法律を学んで子どもを守る弁護士になりたいと、アメリカの大学への進学を決意。ところが、開業医である父の仕事を手伝ううちに、より近い距離で子どもを診ることができる医師という職業への興味が高まり、進路を変えました。小児科医としてのキャリアを積む前に、救急で全身管理のノウハウを集中的に修練したいと思っています。

実習時代から見ていたチームワークのいい職場

渡米を前に父の仕事を手伝いながら医師という仕事を間近に見ているうちに、フィジカル面からも子どもを守る小児科医になれば、より距離を詰めて関わっていけるのではないだろうか?  そんな思いが芽生えてきたんです。
せっかく手にした大学進学への切符をフイにするのは惜しいと言ってくださる方もいましたが、「なりたいと思う職業がみつかって、その道に進める人はそう多くないはずだ」と思ったので、決意が揺らぐことはありませんでした。
受験をやり直して医学部に進み、卒業年次の交換プログラムを使って、短期間ですが、兵庫医大病院を訪れました。ほかにも、沖縄や千葉など小児科で有名な病院をひととおり見せていただきましたが、最終的に、兵庫医大のお世話になろうと決めたのは、西宮出身の私にとって地元であることも大きな理由であることと、大学病院の中では比較的歴史が浅く、変化に対して貪欲な雰囲気があるところに惹かれたからです。

仮説、決断、リスクマネジメントは急性期診療の醍醐味

pic_iwano入って1年になりますが、本当に満足しています。
教授も外部から来られた方が多く、新しいものに対して柔軟ですし、学閥を感じることもないので、のびのびと働かせてもらっています。
また、どんなことにもマルチに対応しなければならないという状況に、向学心を刺激されています。背景がわからない状態で患者さんを受け入れ、短い時間で症状を読み取り、仮説を立て、危険な道を避けるようリスクマネジメントをしていくという急性期診療の進め方は、自分に向いているように感じます。声が大きいのも救急向きですよね(笑)。
一方で、急変した患者さんを診るために他の病棟に駆けつけるときは、普段は一緒に働いていない方々の中に飛び込んで、適確に指示を出さねばならないので難しいです。どんな状況でもヒステリックにならず、リーダーシップを発揮するという、プロの態度を身につけていきたいと思っています。

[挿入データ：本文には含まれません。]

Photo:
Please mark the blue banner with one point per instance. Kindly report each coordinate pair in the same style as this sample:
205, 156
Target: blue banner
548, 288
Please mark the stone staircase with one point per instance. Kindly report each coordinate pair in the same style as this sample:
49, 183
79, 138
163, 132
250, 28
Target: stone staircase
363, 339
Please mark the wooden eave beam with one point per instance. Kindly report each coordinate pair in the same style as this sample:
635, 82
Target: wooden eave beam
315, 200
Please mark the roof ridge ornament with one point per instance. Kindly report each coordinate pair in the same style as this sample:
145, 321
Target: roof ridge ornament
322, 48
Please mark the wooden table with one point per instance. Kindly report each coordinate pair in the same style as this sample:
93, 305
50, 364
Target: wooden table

周囲に助けられ充実したオンタイム。オフは女らしさを忘れずに

まだ医師になって3年目ですし、興味がある小児科以外の知識も必要ですから、わからないことが山のように出てくる毎日です。ただ、職場の雰囲気が非常に良く、教授にも先輩にも質問しやすいムードがあるので、「誰に聞けばいいか」という判断はしやすいですね。なんといっても、小谷教授が面白くて優しい方で、常に一人ひとりのことを見てくださっているという安心感があります。
また、入職時から小児科医として、女性として憧れの存在であった中島有香先生と救急に来るタイミングが合ったのは最高の偶然でした。毎日患者さんのために精進するのはもちろん、中島先生に一目置かれたいという気持ちが原動力となっています!
もちろん体力的には決してラクではないですが、オンとオフのバランスはとりやすいと思います。女性らしさも失いたくはないので、仕事が終わったらエステやホットヨガに行って溜まったものを出してスッキリするのが最近の習慣です。結婚後も救急の現場で活躍している先生方がいることを心強く感じながら、今はまだ両親と会話を楽しむ時間を大切にしています。

フレキシブルな学びを米国でのキャリア形成に生かしたい

私は大学時代に9ヵ月間の米国留学を経験し、医師国家試験(ECFMG)に合格しました。アメリカは、施設間でプログラムがある程度均一で、何年でどのポジションに就けるかが明確に決まっている点が魅力。きちんとキャリアプランをたてて、来年6月から再び小児科レジデンシーのために渡米する予定です。
一方で日本は、専門とは別の科で学ぶことが許されているなど、フレキシビリティの高さが特徴です。私にとって、この救命で経験を積めることは願ってもないチャンス。ひとつでも多くのことを学んで、アメリカに持っていきたいと思っています。
まだ医師としての経験が浅い方は、「自分に救急が務まるだろうか」と不安に思われるかもしれませんが、兵庫医大病院には十二分なバックアップ体制があるので心配無用。自分のキャリアプランにおいて学びたいことが救急にあると感じたら、迷わずチャレンジして欲しいと思います。